After scratching our heads for a while, we decided to disassemble the function in question — CPhysicsTrace::SweepBoxIVP(). Here is the relevant crash area, with the arrow pointing toward the crashed EIP:
0xb7667d7c: mov DWORD PTR [esp+8],edi 0xb7667d80 : lea edi,[esp+0x260] -> 0xb7667d87 : movaps XMMWORD PTR [esp+48],xmm0 0xb7667d8c : mov DWORD PTR [esp+0x244],edx
We generated a quick crash and checked ESP in case the stack was corrupted. It wasn’t, and the memory was both readable and writable. So what does the NASM manual say about MOVAPS?
When the source or destination operand is a memory location, it must be aligned on a 16-byte boundary. To move data in and out of memory locations that are not known to be on 16-byte boundaries, use the MOVUPS instruction.
Aha!
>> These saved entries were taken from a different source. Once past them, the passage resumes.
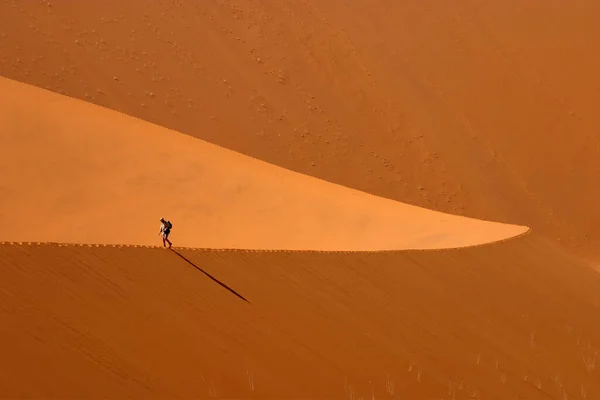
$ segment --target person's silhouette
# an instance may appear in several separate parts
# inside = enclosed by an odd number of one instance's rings
[[[173,229],[173,224],[171,221],[165,220],[164,218],[161,218],[160,222],[160,232],[158,232],[158,234],[162,235],[163,247],[166,247],[166,243],[169,243],[169,248],[171,248],[173,244],[169,240],[169,234],[171,233],[171,229]]]

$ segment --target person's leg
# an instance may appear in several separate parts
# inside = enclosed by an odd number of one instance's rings
[[[173,244],[171,243],[171,241],[169,240],[169,234],[170,234],[170,233],[171,233],[171,231],[166,231],[166,232],[165,232],[165,241],[166,241],[167,243],[169,243],[169,248],[171,248],[171,246],[173,245]]]

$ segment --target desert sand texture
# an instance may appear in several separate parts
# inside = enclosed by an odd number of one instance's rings
[[[375,251],[462,247],[526,227],[402,204],[0,78],[0,240]]]
[[[599,4],[0,0],[0,397],[600,398]]]
[[[600,276],[535,234],[349,254],[3,244],[0,282],[2,398],[600,396]]]
[[[0,75],[600,255],[597,1],[2,1]]]

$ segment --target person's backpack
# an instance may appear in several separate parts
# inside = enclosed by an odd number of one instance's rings
[[[166,221],[165,224],[167,225],[167,229],[169,229],[169,230],[173,229],[173,224],[171,223],[171,221]]]

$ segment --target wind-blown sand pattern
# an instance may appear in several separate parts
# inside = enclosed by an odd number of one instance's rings
[[[535,235],[176,251],[0,246],[2,397],[600,395],[600,276]]]
[[[599,18],[0,1],[0,397],[600,398]]]

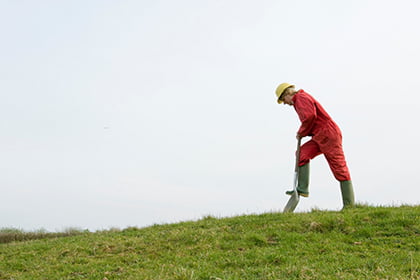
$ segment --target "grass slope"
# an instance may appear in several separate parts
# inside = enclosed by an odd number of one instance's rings
[[[0,244],[0,279],[420,279],[420,206],[206,217]]]

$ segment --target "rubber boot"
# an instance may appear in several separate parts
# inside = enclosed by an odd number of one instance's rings
[[[354,192],[351,181],[341,181],[341,196],[343,198],[343,209],[354,206]]]
[[[298,186],[297,191],[300,196],[308,197],[309,196],[309,163],[299,166],[298,171]],[[286,194],[292,195],[293,190],[287,191]]]

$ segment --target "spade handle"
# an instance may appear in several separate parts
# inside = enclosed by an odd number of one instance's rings
[[[298,138],[297,147],[296,147],[296,163],[295,163],[295,172],[297,173],[299,170],[299,159],[300,159],[300,143],[302,142],[302,138]]]

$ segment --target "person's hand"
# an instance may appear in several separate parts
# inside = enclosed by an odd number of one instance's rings
[[[299,133],[296,133],[296,139],[297,140],[302,139],[302,136],[300,136]]]

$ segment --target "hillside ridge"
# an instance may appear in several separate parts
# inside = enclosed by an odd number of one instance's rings
[[[419,279],[420,206],[264,213],[0,244],[3,279]]]

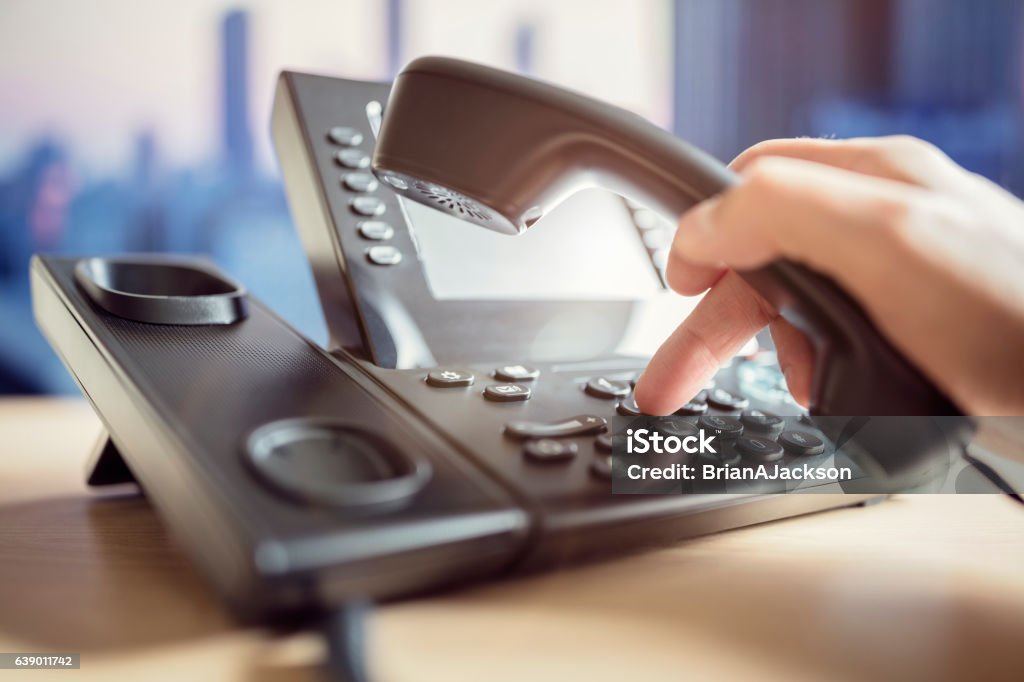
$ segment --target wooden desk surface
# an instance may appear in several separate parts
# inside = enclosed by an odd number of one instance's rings
[[[83,483],[73,400],[0,400],[0,651],[49,679],[319,679],[234,625],[140,498]],[[375,680],[1024,679],[1024,510],[906,496],[376,611]],[[0,671],[0,679],[6,679]]]

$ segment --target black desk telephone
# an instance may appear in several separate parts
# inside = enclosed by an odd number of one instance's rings
[[[327,348],[202,261],[32,264],[39,324],[109,433],[92,482],[137,480],[237,613],[315,612],[877,497],[611,494],[609,424],[637,415],[643,341],[681,301],[651,209],[674,219],[727,188],[716,161],[624,111],[436,58],[393,86],[285,72],[272,127]],[[584,185],[630,201],[568,196]],[[768,434],[788,458],[835,454],[829,416],[956,415],[827,280],[782,262],[743,275],[815,340],[825,421],[757,358],[686,414]],[[941,438],[860,446],[894,480],[926,479],[936,443],[970,431],[953,419]]]

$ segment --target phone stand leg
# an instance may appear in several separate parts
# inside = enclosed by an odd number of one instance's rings
[[[100,434],[96,445],[93,446],[86,465],[85,481],[94,487],[138,482],[106,431]]]

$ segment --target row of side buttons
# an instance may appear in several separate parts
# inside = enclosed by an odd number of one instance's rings
[[[380,187],[373,174],[366,172],[370,167],[370,156],[359,145],[363,143],[363,134],[349,126],[334,126],[327,131],[327,139],[343,147],[334,152],[334,162],[349,172],[342,174],[341,185],[349,192],[357,195],[349,199],[349,209],[364,218],[379,218],[387,210],[384,202],[378,197],[365,196]],[[359,236],[369,241],[388,241],[395,236],[391,225],[382,220],[364,220],[357,225]],[[402,252],[391,244],[376,244],[366,250],[366,259],[374,265],[390,266],[402,262]]]

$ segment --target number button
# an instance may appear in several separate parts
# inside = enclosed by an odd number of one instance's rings
[[[708,392],[708,402],[720,410],[742,410],[750,404],[746,398],[730,393],[724,388],[715,388]]]
[[[825,452],[825,442],[806,431],[786,431],[779,436],[779,443],[788,452],[802,457]]]
[[[736,449],[747,459],[769,464],[782,459],[782,446],[760,436],[744,436],[736,441]]]
[[[711,431],[723,440],[738,438],[743,434],[743,424],[735,417],[704,416],[697,423],[705,431]]]
[[[625,398],[629,395],[628,381],[615,381],[607,377],[596,377],[587,382],[586,391],[595,398]]]

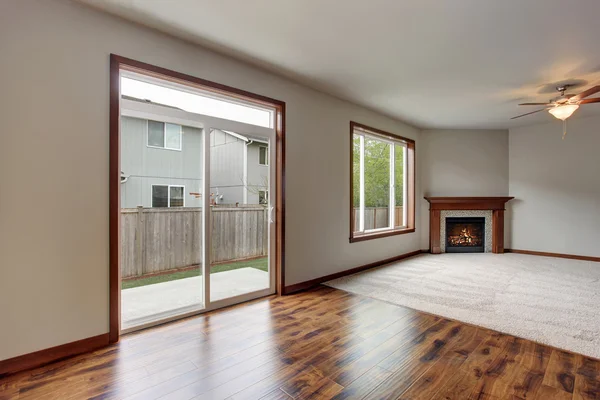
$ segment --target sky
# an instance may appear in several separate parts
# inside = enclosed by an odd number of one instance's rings
[[[271,127],[272,118],[269,111],[182,92],[131,78],[121,77],[121,95],[150,100],[154,103],[177,107],[195,114],[204,114],[266,128]]]

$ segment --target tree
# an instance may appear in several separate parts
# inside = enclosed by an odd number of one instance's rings
[[[390,144],[365,137],[365,207],[388,207],[390,203]],[[395,199],[401,205],[404,195],[404,148],[394,145]],[[353,140],[353,202],[360,206],[360,137]]]

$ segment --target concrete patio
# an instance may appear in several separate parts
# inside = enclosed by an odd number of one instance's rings
[[[211,300],[221,300],[266,289],[269,273],[256,268],[239,268],[210,275]],[[121,291],[122,329],[168,316],[173,311],[202,308],[202,276],[178,279]],[[175,313],[173,313],[175,314]]]

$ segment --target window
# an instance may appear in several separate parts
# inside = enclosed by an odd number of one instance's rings
[[[350,241],[414,232],[414,140],[355,122],[350,134]]]
[[[181,150],[181,125],[148,120],[148,146]]]
[[[169,186],[169,207],[183,207],[183,186]]]
[[[152,185],[152,207],[184,207],[185,186]]]
[[[260,165],[269,165],[269,148],[260,146],[258,148],[258,163]]]
[[[258,191],[258,204],[269,204],[269,191],[259,190]]]

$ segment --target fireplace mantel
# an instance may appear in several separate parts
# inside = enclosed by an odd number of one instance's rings
[[[429,202],[429,251],[440,247],[441,210],[492,210],[492,253],[504,253],[504,210],[514,197],[425,197]]]

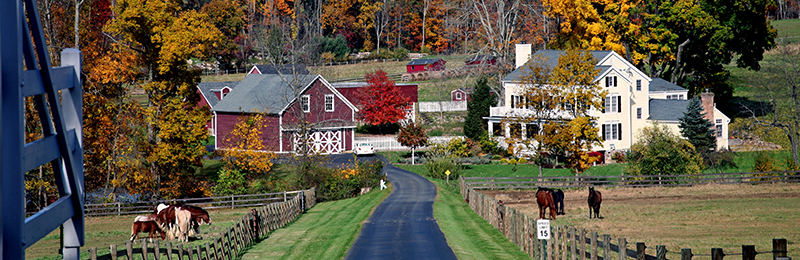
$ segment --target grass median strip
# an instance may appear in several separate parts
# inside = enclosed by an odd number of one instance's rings
[[[517,245],[475,214],[458,193],[458,187],[442,180],[436,186],[433,216],[458,259],[529,259]]]
[[[319,203],[295,222],[248,248],[241,259],[342,259],[364,221],[390,193],[391,187],[356,198]]]

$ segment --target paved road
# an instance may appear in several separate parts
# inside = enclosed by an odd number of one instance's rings
[[[345,259],[457,259],[433,218],[436,186],[391,164],[383,172],[394,190],[364,224]]]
GCC decided that it was safe to optimize MOVUPS to MOVAPS because it knows all of its functions will be aligned to 16-byte boundaries. This is a good example of where whole-program optimization doesn’t take external libraries into account. I don’t know how GCC determines when to make this optimization, but for all intents and purposes, it’s reasonable.
The SourcePawn JIT, of course, was making no effort to keep the stack 16-byte aligned for GCC. That’s mostly because the JIT is a 1:1 translation of the compiler’s opcodes, which are processor-independent. As a fix, faluco changed the JIT to align the stack before handing control to external functions.
Suddenly, an entire class of bugs disappeared from SourceMod forever. It was a nice feeling, but at least a week of effort was put into tracking it down. The moral of this story is that source-level debugging for “impossible crashes” is usually in vain.